Loader Instruction Files
General Layout
An Instruction JSON file contains a series of instructions - declarations of what should go into a specific Intermediate File (see IFLs, the consumers of the files, for more details).
The instruction format comes with a list of Tables. Each Table is composed of columns, where a column contains an arbitrary set of data pulled from the input file or generated by rules, based on the COLUMN_TYPE.
Above is an example of the structure of an instruction file. Here the file specifies three tables, each referencing a part of the overall data structure. As you can see, each Table has a series of Columns, where the column objects specify how to interpret the input files to generate them.
File Header
source
Source is the source file (or folder) for the table.
destination
Destination is the output destination for the intermediate file.
delimiter
(Mostly used by the CSV loader) Delimiter used to separate entries in the file. Ex( | , :)
fileType
The input file type. Generic, HapMap, VCF are currently supported filetypes. Each filetype comes with different behind the scenes code to deal with that type, and supports a different subset of column types.
Table
Each 'table' contains several elements, as well as several columns specifying what columns of data to be pulled.
table
Name of the Intermediate File to be generated, also the name of the table into which the data will be loaded; Used to determine where data is stored.
VCF Options
Options for filtering the VCF before loading.
Dataset Id
The ID of the dataset if there is a dataset to be loaded in this request.
GOBii Crop Type
The crop that is being loaded to
Contact ID
ID of the contact requesting the data load
Contact Email
Email address to send the load status to
Columns
"columnType" :
Many types, for Generic we have ROW, COLUMN, CONSTANT or BOTH
COLUMN : reads horizontally in the input file
ROW reads vertically in the input file
CONSTANT will always be a constant value
BOTH every entry contains the rest of the row of input (Helpful for variant call part)
"rCoord" :
Row coordinate of starting point
"cCoord" :
Column coordinate of starting point
"name" :
Name of the column, ignored in subcolumns
"filterFrom" :
String to filter 'from' - Starts the string at the first occurrence of filter
"filterTo" :
String to filter 'to' - Ends the string at the first occurance of filter
"constantValue" :
A constant value - if this column is of type constant this is the value that appears
"subcolumn" :
True if this is a subcolumn
"subcolumnDelimiter" :
The character that combines the subcolumn to the column before it
"metaDataId" :
Currently not used
Lifecycle
An instruction file is created either by passing a POJO to the web services serialized, or through calls to the web services directly. As they are represented as objects in the GOBii-model project, they can be thought of as both .json files and as Java objects, however, the names and constraints remain the same.
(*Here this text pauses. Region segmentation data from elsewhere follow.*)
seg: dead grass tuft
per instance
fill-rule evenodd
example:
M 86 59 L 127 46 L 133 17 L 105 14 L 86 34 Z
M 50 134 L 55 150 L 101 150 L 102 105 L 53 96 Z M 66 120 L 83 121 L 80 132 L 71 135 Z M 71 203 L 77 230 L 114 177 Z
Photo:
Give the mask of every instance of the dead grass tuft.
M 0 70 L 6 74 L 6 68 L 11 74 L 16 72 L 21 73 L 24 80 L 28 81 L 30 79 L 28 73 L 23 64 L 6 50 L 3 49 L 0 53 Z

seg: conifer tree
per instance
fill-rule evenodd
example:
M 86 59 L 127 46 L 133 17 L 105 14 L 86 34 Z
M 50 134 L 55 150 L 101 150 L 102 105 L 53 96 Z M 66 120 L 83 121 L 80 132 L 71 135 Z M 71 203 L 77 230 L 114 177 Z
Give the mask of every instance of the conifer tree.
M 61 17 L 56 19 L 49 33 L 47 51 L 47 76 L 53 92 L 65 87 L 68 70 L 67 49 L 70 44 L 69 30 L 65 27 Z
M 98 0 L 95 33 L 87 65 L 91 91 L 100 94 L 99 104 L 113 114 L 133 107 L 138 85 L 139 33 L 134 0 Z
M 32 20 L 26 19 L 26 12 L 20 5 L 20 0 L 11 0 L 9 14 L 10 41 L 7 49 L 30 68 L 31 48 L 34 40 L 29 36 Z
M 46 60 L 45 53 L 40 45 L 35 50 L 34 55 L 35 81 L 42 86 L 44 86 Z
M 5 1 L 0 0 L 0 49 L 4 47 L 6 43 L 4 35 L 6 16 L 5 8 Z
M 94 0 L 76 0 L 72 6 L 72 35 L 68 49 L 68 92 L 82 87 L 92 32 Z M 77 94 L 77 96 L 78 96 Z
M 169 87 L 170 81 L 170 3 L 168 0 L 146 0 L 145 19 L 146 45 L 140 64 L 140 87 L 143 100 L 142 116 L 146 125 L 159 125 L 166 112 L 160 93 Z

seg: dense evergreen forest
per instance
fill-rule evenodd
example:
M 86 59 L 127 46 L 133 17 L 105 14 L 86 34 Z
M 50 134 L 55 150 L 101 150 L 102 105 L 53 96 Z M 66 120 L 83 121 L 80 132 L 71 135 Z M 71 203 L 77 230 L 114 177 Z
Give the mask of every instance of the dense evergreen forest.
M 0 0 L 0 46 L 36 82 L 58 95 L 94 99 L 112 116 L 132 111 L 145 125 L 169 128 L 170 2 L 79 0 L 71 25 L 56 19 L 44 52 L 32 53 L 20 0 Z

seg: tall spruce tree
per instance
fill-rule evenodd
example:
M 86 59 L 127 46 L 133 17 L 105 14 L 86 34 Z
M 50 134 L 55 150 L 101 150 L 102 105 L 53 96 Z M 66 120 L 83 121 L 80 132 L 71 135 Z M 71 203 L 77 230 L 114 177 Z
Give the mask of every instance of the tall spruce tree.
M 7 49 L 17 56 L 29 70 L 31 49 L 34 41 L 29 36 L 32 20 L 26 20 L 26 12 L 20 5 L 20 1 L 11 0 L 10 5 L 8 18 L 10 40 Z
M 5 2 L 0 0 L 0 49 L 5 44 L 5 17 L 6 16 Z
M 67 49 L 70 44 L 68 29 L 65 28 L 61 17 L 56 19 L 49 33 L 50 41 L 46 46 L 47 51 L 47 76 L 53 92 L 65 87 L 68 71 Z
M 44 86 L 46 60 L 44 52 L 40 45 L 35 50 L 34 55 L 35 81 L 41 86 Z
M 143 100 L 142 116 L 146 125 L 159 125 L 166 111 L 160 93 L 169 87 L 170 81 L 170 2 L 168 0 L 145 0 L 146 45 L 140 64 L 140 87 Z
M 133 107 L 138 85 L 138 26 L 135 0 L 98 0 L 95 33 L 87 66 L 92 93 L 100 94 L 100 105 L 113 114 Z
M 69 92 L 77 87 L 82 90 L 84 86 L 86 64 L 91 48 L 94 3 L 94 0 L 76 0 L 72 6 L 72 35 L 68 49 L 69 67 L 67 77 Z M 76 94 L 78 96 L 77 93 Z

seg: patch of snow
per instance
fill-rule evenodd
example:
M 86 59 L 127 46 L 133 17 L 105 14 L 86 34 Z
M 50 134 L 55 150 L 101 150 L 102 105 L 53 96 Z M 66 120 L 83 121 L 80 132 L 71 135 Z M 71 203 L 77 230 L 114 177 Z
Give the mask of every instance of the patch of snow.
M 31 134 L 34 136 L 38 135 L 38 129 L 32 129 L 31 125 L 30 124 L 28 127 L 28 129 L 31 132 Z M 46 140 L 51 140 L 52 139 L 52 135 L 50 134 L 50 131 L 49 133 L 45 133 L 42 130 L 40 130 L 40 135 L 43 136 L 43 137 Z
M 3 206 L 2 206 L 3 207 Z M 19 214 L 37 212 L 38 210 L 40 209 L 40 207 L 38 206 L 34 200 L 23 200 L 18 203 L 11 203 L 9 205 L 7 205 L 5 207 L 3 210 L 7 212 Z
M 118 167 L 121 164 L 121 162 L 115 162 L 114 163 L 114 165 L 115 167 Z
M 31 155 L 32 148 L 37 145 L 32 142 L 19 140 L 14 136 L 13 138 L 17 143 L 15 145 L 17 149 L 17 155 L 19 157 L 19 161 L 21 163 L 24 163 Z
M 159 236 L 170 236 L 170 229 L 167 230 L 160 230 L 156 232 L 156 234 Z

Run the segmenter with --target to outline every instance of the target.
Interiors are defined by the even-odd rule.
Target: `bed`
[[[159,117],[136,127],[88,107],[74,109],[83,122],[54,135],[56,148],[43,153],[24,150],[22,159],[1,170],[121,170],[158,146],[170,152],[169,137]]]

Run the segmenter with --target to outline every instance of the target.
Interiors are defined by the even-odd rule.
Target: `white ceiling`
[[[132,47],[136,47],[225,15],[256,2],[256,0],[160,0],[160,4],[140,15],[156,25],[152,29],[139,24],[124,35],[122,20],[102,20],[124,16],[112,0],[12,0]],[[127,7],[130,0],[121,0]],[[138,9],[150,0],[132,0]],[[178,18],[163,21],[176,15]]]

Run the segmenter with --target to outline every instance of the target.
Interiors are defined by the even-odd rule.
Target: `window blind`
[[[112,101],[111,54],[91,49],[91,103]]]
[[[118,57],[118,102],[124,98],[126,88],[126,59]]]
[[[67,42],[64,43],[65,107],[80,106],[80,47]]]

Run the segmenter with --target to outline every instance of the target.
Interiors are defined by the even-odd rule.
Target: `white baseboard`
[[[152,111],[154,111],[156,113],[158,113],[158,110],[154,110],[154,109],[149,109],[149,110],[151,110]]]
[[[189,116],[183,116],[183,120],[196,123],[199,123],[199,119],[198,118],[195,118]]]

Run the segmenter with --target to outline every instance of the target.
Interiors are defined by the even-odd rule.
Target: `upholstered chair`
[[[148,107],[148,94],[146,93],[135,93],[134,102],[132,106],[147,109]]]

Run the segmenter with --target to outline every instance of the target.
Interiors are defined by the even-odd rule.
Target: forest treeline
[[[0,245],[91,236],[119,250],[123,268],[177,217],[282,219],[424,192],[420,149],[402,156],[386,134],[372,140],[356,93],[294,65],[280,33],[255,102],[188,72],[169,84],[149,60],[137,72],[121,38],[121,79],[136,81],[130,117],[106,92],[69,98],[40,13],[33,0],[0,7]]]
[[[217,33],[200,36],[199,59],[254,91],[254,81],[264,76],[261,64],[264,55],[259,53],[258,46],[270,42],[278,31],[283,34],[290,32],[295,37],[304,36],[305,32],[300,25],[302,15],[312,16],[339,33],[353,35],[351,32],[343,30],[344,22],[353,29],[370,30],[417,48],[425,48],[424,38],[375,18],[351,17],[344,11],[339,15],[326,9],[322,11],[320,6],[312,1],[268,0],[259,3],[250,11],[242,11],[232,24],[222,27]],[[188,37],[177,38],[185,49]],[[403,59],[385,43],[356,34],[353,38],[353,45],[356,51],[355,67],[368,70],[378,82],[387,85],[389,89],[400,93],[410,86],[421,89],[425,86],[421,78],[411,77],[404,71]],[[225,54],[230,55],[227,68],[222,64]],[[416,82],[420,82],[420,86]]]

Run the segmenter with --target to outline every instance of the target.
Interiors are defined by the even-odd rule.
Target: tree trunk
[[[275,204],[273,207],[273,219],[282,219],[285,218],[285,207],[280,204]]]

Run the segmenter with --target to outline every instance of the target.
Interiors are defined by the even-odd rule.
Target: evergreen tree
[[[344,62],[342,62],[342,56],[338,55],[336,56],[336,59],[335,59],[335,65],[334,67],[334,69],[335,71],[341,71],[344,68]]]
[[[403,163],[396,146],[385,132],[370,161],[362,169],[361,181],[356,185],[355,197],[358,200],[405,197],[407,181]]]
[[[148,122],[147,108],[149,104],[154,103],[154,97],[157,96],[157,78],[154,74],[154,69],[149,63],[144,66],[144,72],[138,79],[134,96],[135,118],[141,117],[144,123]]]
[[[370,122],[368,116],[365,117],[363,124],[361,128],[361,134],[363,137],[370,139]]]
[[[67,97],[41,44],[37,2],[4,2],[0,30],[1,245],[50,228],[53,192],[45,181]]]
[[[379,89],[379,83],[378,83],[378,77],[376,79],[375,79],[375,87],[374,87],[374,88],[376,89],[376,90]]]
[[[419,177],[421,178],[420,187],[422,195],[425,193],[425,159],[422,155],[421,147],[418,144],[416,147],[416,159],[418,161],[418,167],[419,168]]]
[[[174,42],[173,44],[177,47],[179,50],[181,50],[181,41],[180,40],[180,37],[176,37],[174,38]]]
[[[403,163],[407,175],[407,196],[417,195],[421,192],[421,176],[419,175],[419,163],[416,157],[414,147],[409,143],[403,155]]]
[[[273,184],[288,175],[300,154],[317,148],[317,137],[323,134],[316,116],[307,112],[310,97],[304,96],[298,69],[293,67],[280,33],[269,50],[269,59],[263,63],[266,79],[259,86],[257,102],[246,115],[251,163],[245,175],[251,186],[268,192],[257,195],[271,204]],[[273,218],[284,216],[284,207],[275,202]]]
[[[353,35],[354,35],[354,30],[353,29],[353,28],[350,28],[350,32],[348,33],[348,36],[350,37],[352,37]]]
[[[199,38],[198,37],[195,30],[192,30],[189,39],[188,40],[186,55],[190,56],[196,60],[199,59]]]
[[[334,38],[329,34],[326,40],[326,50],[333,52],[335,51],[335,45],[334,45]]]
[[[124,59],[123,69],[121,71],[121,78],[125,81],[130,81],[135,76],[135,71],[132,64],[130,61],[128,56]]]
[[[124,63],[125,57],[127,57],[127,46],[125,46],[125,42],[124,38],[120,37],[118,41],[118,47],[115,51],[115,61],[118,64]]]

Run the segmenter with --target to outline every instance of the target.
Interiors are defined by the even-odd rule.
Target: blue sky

The Digester looks for files in a specified directory inside the GOBii directory to do its work. The web-services have this directory encoded in their configurations. By default, it is $ROOT/crops/$crop/digest/instructions.
This folder is checked every several minutes by the cron process, which takes these jobs and changes them to an 'inprogress' folder before calling the Java process on them. This ensures each file is processed exactly once, and allows for some information on the status of the request to be gleaned.
As each file is named based on the combination of the user name and the timestamp, each file can be considered a unique identifier for the job.
This handy chart explains what's happening if you find the file at each location. (Note: /inprogress has several lines in this chart)
Location | Status | Next Step |
---|---|---|
/instructions | Waiting to be picked up | Automatic |
/inprogress | Processing | User will be informed when complete |
/inprogress | Complete | Can be removed (Careful that processing is complete) |
Not Found | Was not successfully created | Attempt process again/Seek support |